It’s not easy to plan and conceptualise a theatre production, let alone one that centers on a culture that is not well known. Add to that the task of running a wholly student-run production involving 122 students, and you get NUANSA 2015: Flowers of Asmat.
Launched in 2008, NUANSA is an annual arts and cultural production organised by a group of Indonesian students in PINUS, with the aim of showcasing the richness and diversity of Indonesian culture.
With less than a week before NUANSA 2015, our writer Ignatius Albert gives us an exclusive access to their rehearsal to find out more about the story behind the play.
A brave new world: The Papuan culture
Adapted from the novel Namaku Teweraut by the late Ani Sekarningsih, Flowers of Asmat depicts the perennial conflict between continuity and change: stick to the status quo of long-held traditions, or embrace change and all the risks that come with it? It’s a recurring debate that holds true for all societies – even Singapore, as portrayed in recent films.
The main challenge faced by the production team was to portray the Papuan culture accurately. Throughout its eight-year history, NUANSA plays have usually centered around Javanese culture, such as The Priyayi in 2014, which focused on the Javanese noble class. This year, however, the writers behind the production decided to venture into lesser-known territory – the Papuan culture.
During the rehearsal, writers Cathlin and Amalina Hendra shared that many Indonesian students themselves were unfamiliar with the culture of the largest and easternmost province of Indonesia. “Papua is quite distinct from other Indonesian cultures, so it is a challenge and an opportunity for us to learn a new culture,” said Amalina.

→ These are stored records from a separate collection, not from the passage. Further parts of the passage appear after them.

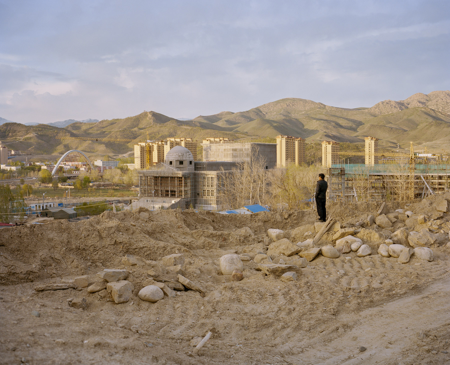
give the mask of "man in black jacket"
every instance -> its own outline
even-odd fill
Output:
[[[327,220],[327,210],[325,204],[327,202],[327,189],[328,183],[325,181],[325,175],[319,174],[319,181],[315,187],[315,203],[317,206],[317,214],[319,214],[318,222],[324,222]]]

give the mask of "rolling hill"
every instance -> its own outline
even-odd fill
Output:
[[[370,135],[380,140],[381,145],[405,145],[412,140],[417,145],[427,143],[429,150],[441,153],[443,149],[450,152],[449,113],[449,90],[419,93],[404,100],[384,100],[371,108],[354,109],[290,98],[245,111],[221,112],[192,120],[146,111],[127,118],[90,122],[68,120],[25,126],[7,121],[0,125],[0,140],[10,149],[33,154],[60,155],[78,149],[97,157],[130,155],[133,145],[146,139],[147,133],[151,139],[185,137],[199,142],[207,137],[274,138],[282,134],[302,137],[308,142],[360,143]],[[58,123],[61,124],[54,125]],[[57,136],[129,139],[133,142],[60,140],[55,139]]]

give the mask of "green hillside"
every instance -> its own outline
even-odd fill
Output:
[[[146,140],[147,133],[152,140],[184,137],[199,144],[208,137],[261,140],[274,139],[280,134],[302,137],[310,143],[333,140],[360,143],[370,135],[380,140],[381,145],[404,145],[413,141],[417,145],[427,143],[429,150],[434,148],[440,153],[450,152],[449,111],[448,90],[428,95],[418,93],[405,100],[384,100],[371,108],[355,109],[289,98],[246,111],[222,112],[189,121],[146,111],[123,119],[73,123],[64,128],[5,123],[0,126],[0,140],[10,149],[26,153],[60,155],[76,149],[95,158],[106,154],[132,156],[133,145]],[[133,141],[61,140],[57,136]]]

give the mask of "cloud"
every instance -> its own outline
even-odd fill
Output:
[[[0,116],[194,117],[448,88],[446,2],[4,2]]]

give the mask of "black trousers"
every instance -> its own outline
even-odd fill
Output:
[[[326,200],[315,199],[315,204],[317,206],[317,214],[319,214],[319,219],[324,221],[327,220],[327,208],[325,207]]]

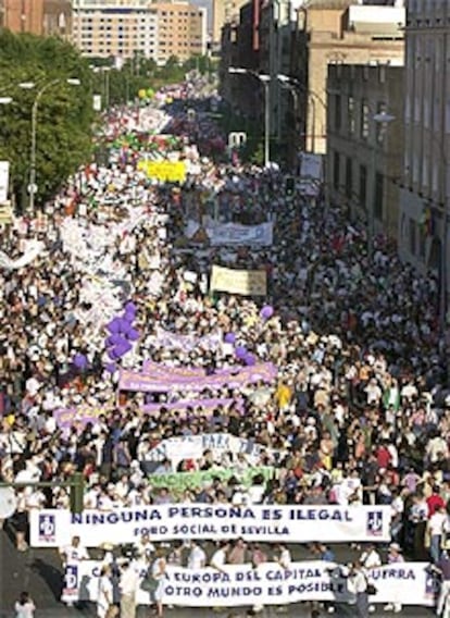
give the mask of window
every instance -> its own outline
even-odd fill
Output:
[[[361,101],[361,126],[360,133],[362,139],[368,137],[368,103],[366,100]]]
[[[340,131],[342,119],[342,106],[341,106],[341,98],[340,95],[335,96],[335,129],[336,132]]]
[[[412,254],[414,256],[415,255],[415,244],[416,244],[414,219],[410,219],[408,227],[409,227],[410,254]]]
[[[339,188],[339,176],[340,176],[340,158],[339,158],[339,152],[334,153],[334,159],[333,159],[333,186],[335,187],[335,189]]]
[[[346,196],[351,199],[353,195],[353,161],[350,157],[346,159]]]
[[[418,256],[425,259],[426,234],[423,225],[418,225]]]
[[[383,199],[384,199],[384,177],[383,174],[376,172],[375,174],[375,203],[374,217],[375,219],[383,220]]]
[[[355,122],[354,122],[354,99],[349,97],[347,106],[347,118],[349,119],[349,135],[354,135]]]
[[[377,114],[383,114],[387,112],[387,106],[385,102],[383,101],[378,101],[376,104],[376,113]],[[384,139],[385,139],[385,135],[386,135],[386,122],[376,122],[374,120],[374,124],[375,124],[375,139],[377,144],[383,144]]]
[[[360,165],[360,203],[367,208],[367,168]]]

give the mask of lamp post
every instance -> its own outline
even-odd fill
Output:
[[[271,107],[270,107],[270,75],[257,73],[251,69],[241,69],[238,66],[229,66],[228,73],[235,75],[253,75],[261,82],[264,87],[264,166],[267,168],[271,162]]]
[[[374,250],[375,238],[375,210],[376,210],[376,150],[377,150],[377,131],[376,126],[387,127],[396,116],[383,111],[372,116],[374,121],[374,144],[372,148],[372,199],[370,200],[368,221],[367,221],[367,256],[372,257]],[[384,137],[384,136],[383,136]],[[383,138],[382,138],[383,139]]]
[[[28,193],[29,193],[29,213],[33,217],[35,212],[35,194],[37,193],[37,185],[36,185],[36,138],[37,138],[37,114],[39,108],[39,101],[42,98],[42,95],[53,86],[57,86],[63,82],[63,79],[52,79],[45,84],[38,94],[36,95],[35,102],[33,103],[32,110],[32,150],[30,150],[30,158],[29,158],[29,183],[28,183]],[[71,86],[79,86],[79,79],[70,77],[65,79],[65,83]]]

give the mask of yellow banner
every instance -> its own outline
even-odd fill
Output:
[[[184,183],[186,180],[184,161],[140,161],[138,170],[145,171],[149,178],[164,183]]]
[[[241,271],[213,267],[211,291],[228,292],[242,296],[265,296],[267,281],[265,271]]]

Unfamiliarity: Both boon and bane
To better understand the Papuan culture, the team carried out vigorous research. Yet this process was fraught with difficulties – when the team conducted an interview with a native from Papua, they quickly realised that he did not hail from the Asmat tribe, which was the main focus of their play. There are over a hundred tribes in Papua province alone, which meant that the man could not be of much help.
The lack of public awareness on Papuan culture also left the production team scratching their heads when it came to designing the sets and tribal kits. Wardrobe Department Head Stephanie Mahasin shared, “It is quite difficult sourcing the costumes as Papuan tribal attire is rather uncommon. We tried producing the costumes from grass as well as hay, but they were not very suitable either.”
Nonetheless, this lack of familiarity with Papuan culture turned out to work in NUANSA’s favour. External Affairs Division Head’s Athletea Widjaja highlighted how the Papuan use of striking face and body paint stood out in their trailers, which helped spark the curiosity and interest of viewers.
The “family” connection
Another key aspect of NUANSA 2015 is the unmistakable continuity and connection involving both new and old production members. The family-like atmosphere drew many junior members who joined in their freshman year to take on leadership positions in following years, thus bringing with them a wealth of experience. For instance, Production Head Dominico began as an Assistant Stage Manager two years ago before becoming the Head Stage Manager in 2014.
In fact, all the production heads I spoke to proudly pointed out how their seniors had been a great source of advice. Athletea remembered the frequent meetings with her seniors from the External Affairs Division, who gave her feedback on the do’s and don’ts of her work. Past artistic directors also visited the training sessions, including the rehearsal that this writer attended. The 2015 team say the comments from these “elders” have certainly helped them minimise mistakes and save time as they prepare for their show.